Une aventure sans lendemain, une compagne, une épouse, un peu de chaleur humaine dans ce monde de brute ?

 

A ce propos il est intéressant de noter que Crom, comme d’autres, sent sans aucun doute confusément que sous prétexte de quête transcendante de l’Amour, il va sur le chemin se résoudre à niquer sans espoir de lendemain tout ce qui passe à portée, avec un vague sentiment de culpabilité à l’égard des femelles en question et la conviction profonde de perdre son temps dans ces compromissions d’occasion.

 

Or Crom s’égare (cherchez pas, ce n’est pas une contrepèterie).

En réalité, sa quête ultime est bien le sexe sans entrave, mais faute de directions claires, il va sans doute en fin de compte se laisser convaincre par les mirages illusoires de l’Amour, et se résoudre de nouveau à la vie en couple.

 

Car les femelles de l’espèce sont engagées dans une guerre larvée, mais permanente, pour obtenir en contrepartie de leurs faveur des garanties de sécurité du foyer, d’approvisionnement indéfini en bison, fleurs, et chaussures, et d’épanouissement ad vitam eternam de leur ego par le simulacre de l’Amour-Comme-Dans-Les-Livres.

 

Pour l’homme en situation de drague, il s’agira donc de convaincre que ses intentions vont au-delà des quelques heures qui vont suivre, et donc que sa proie ne fait pas don de son corps en pure perte.

 

La femme cherche une présence chaleureuse, et plus si affinités.

L’homme cherche du sexe, et plus si vraiment nécessaire.

 

C’est des conneries, on est d’accord. On pourrait juste avoir des rapports sexuels en fonction de notre désir sexuel, sans chercher pour cela de contreparties ni de serments ni de promesses, et a fortiori sans se laisser influencer par des programmations comportementales dont l’utilité pour la survie de l’espèce a disparu quelque part au moyen-âge.

 

Ben oui on pourrait mais non on peut pas (le niveau littéraire du blog vient d’en prendre un coup).

 

Donc, Crom croit être le chasseur, mais c’est bien lui qui va se faire niquer.

 

Hélas, l’homo largus ne dispose pas d’une telle présence d’esprit, et il faut bien dire que jusqu’à la publication de cet ouvrage de salubrité publique quelques centaines de siècles plus tard (je parle de celui que vous êtes en train de lire, merci de suivre), le pauvre était largement laissé livré à lui-même dans cette solitude cruelle, ou, pire, exposé aux seuls conseils d’amis (ces crétins de Kall et Groum) bien intentionnés, mais finalement à ranger dans la catégorie « amateurs » (au contraire de ce blog dont le professionnalisme didactique n’aura échappé à personne si l’attachée de presse a fait son travail).

 

Donc le pauvre ère, mal avisé et mal conseillé, devient inévitablement mal intentionné.

 

Où donc, se demande-t-il, trouver une femme disponible et ouverte d’esprit ?

 

De préférence un canon avec fesses fines et des seins énormes, et une chevelure soyeuse comme dans les pubs pour shampoing où elles marchent sur la table de conférence en distribuant des feuilles blanches, et ne se font même pas virer après parce qu’elles ont une chevelure soyeuse qui ne se décoiffe même pas quand l’hélicoptère atterrit sur le toit.

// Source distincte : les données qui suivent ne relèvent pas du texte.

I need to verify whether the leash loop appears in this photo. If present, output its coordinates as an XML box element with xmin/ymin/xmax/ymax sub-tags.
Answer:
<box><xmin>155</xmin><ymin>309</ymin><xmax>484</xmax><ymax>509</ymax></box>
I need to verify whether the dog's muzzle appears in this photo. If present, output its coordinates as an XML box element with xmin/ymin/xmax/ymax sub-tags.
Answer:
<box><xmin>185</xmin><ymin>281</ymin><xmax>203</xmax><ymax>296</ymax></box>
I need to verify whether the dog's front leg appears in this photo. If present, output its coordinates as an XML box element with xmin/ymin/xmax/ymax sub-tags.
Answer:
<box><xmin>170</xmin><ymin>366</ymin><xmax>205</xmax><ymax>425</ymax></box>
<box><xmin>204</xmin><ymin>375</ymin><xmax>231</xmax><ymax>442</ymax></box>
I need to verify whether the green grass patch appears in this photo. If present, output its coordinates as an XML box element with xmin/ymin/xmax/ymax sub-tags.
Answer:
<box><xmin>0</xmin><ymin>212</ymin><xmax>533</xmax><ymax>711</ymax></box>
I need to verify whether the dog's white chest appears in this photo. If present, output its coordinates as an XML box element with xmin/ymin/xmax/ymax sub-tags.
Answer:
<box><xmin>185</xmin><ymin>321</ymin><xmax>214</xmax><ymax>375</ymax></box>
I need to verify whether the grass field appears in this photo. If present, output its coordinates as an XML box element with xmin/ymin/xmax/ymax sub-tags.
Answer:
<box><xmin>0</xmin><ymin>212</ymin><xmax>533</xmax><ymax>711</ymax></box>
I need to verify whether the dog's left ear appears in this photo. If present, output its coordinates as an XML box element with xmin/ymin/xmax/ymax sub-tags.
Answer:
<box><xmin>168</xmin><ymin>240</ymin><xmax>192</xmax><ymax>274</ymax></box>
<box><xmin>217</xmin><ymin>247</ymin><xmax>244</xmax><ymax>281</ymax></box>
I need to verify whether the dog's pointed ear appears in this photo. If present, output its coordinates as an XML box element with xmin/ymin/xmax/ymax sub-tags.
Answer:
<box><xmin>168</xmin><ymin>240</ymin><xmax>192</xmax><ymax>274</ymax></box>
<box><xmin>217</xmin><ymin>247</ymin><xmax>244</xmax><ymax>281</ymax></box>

Mais bon, Crom est réaliste et un peu pressé. Il se satisferait de n’importe quelle femelle qui aurait des cheveux et deux jambes (sur ce point il ne transigera pas).

 

Mais pourquoi la femme idéale avec deux jambes et des cheveux serait-elle disponible ? Dans quel endroit pourrait-on trouver cet animal rare, et qui plus est, où pourrait-on l’approcher sans l’effrayer ?

 

Et là, il décide d’aller draguer dans un bar.

 

L’erreur.

 

Ami débutant, permets-moi de confirmer de suite ce qui j’en suis sûr est déjà pressenti par ton instinct confus : draguer seul dans un bar est un des sports extrêmes les plus incertains, et malgré l’apparente facilité technique, la probabilité d’échec, et donc les dommages potentiels à l’ego du mâle rejeté, doivent absolument avoir été considérés préalablement à toute tentative en grandeur réelle.

 

Tout d’abord, examinons le terrain et la faune concernée : les femmes ne vont pas seule dans les bars (sauf peut-être dans les bars d’hôtel pour y faire des affaires, mais c’est plus cher), elles y vont avec leur mec présent ou futur, ou avec des copines qui n’auront de cesse que de faire rempart ou de servir d’excuse pour étouffer dans l’œuf ce qui à vos yeux est déjà la résurgence de l’Amour.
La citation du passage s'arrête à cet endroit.